Hyperfine spectroscopy in a quantum-limited spectrometer

Sebastian Probst; Gengli Zhang; Miloš Rančić; Vishal Ranjan; Marianne Le Dantec; Zhonghan Zhang; Bartolo Albanese; Andrin Doll; Ren Bao Liu; John Morton; Thierry Chanelière; Philippe Goldner; Denis Vion; Daniel Esteve; Patrice Bertet

doi:10.5194/mr-1-315-2020

Hyperfine spectroscopy in a quantum-limited spectrometer

Magn Reson (Gott). 2020 Dec 17;1(2):315-330. doi: 10.5194/mr-1-315-2020. eCollection 2020.

Authors

Affiliations

¹ Quantronics group, SPEC, CEA, CNRS, Université Paris-Saclay, CEA Saclay, 91191 Gif-sur-Yvette CEDEX, France.
² Department of Physics and The Hong Kong Institute of Quantum Information Science and Technology, The Chinese University of Hong Kong, Shatin, New Territories, Hong Kong, China.
³ Chimie ParisTech, PSL University, CNRS, Institut de Recherche de Chimie Paris, 75005 Paris, France.
⁴ Laboratory of nanomagnetism and oxides, SPEC, CEA, CNRS, Université Paris-Saclay, CEA Saclay, 91191 Gif-sur-Yvette CEDEX, France.
⁵ London Centre for Nanotechnology, University College London, London WC1H 0AH, UK.
⁶ Univ. Grenoble Alpes, CNRS, Grenoble INP, Institut Néel, 38000 Grenoble, France.

Abstract

We report measurements of electron-spin-echo envelope modulation (ESEEM) performed at millikelvin temperatures in a custom-built high-sensitivity spectrometer based on superconducting micro-resonators.
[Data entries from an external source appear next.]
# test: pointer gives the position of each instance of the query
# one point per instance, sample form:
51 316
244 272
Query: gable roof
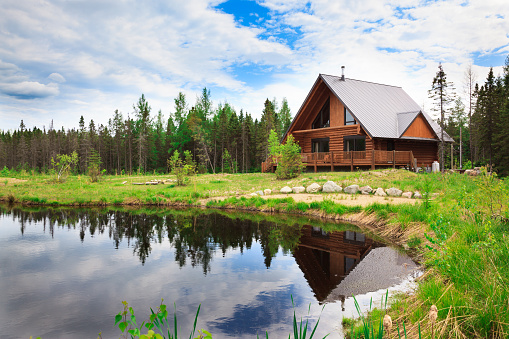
383 111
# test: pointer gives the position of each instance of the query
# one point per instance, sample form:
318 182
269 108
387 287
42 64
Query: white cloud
56 77
111 52
29 89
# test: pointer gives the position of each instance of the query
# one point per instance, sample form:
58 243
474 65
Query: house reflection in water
326 258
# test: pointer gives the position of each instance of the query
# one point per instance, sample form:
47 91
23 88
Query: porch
350 159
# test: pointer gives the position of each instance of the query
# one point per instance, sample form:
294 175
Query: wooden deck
350 159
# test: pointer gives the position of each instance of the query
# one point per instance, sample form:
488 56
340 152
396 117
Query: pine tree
268 122
285 117
441 92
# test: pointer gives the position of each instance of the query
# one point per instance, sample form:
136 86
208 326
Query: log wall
335 135
424 151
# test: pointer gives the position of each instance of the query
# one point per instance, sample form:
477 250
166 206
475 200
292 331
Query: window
354 143
349 264
320 145
319 233
349 120
323 118
351 236
390 145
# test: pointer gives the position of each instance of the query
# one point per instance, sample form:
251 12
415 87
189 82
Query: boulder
393 192
352 189
366 190
285 190
380 192
313 188
299 189
407 195
331 187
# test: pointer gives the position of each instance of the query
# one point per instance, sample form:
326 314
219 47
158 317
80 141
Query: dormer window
323 118
349 119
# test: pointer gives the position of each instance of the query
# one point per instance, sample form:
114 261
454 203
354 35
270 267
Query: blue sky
60 59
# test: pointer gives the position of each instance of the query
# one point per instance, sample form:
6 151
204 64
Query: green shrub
289 160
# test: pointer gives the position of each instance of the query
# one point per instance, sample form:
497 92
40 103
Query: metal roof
383 111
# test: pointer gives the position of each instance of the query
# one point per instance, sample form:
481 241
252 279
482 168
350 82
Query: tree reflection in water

The high quality factor and small mode volume (down to 0.2 pL) of the resonator allow us to probe a small number of spins, down to $5 \times 10^{2}$ . We measure two-pulse ESEEM on two systems: erbium ions coupled to $^{183} W$ nuclei in a natural-abundance ${CaWO}_{4}$ crystal and bismuth donors coupled to residual $^{29} Si$ nuclei in a silicon substrate that was isotopically enriched in the $^{28} Si$ isotope. We also measure three- and five-pulse ESEEM for the bismuth donors in silicon. Quantitative agreement is obtained for both the hyperfine coupling strength of proximal nuclei and the nuclear-spin concentration.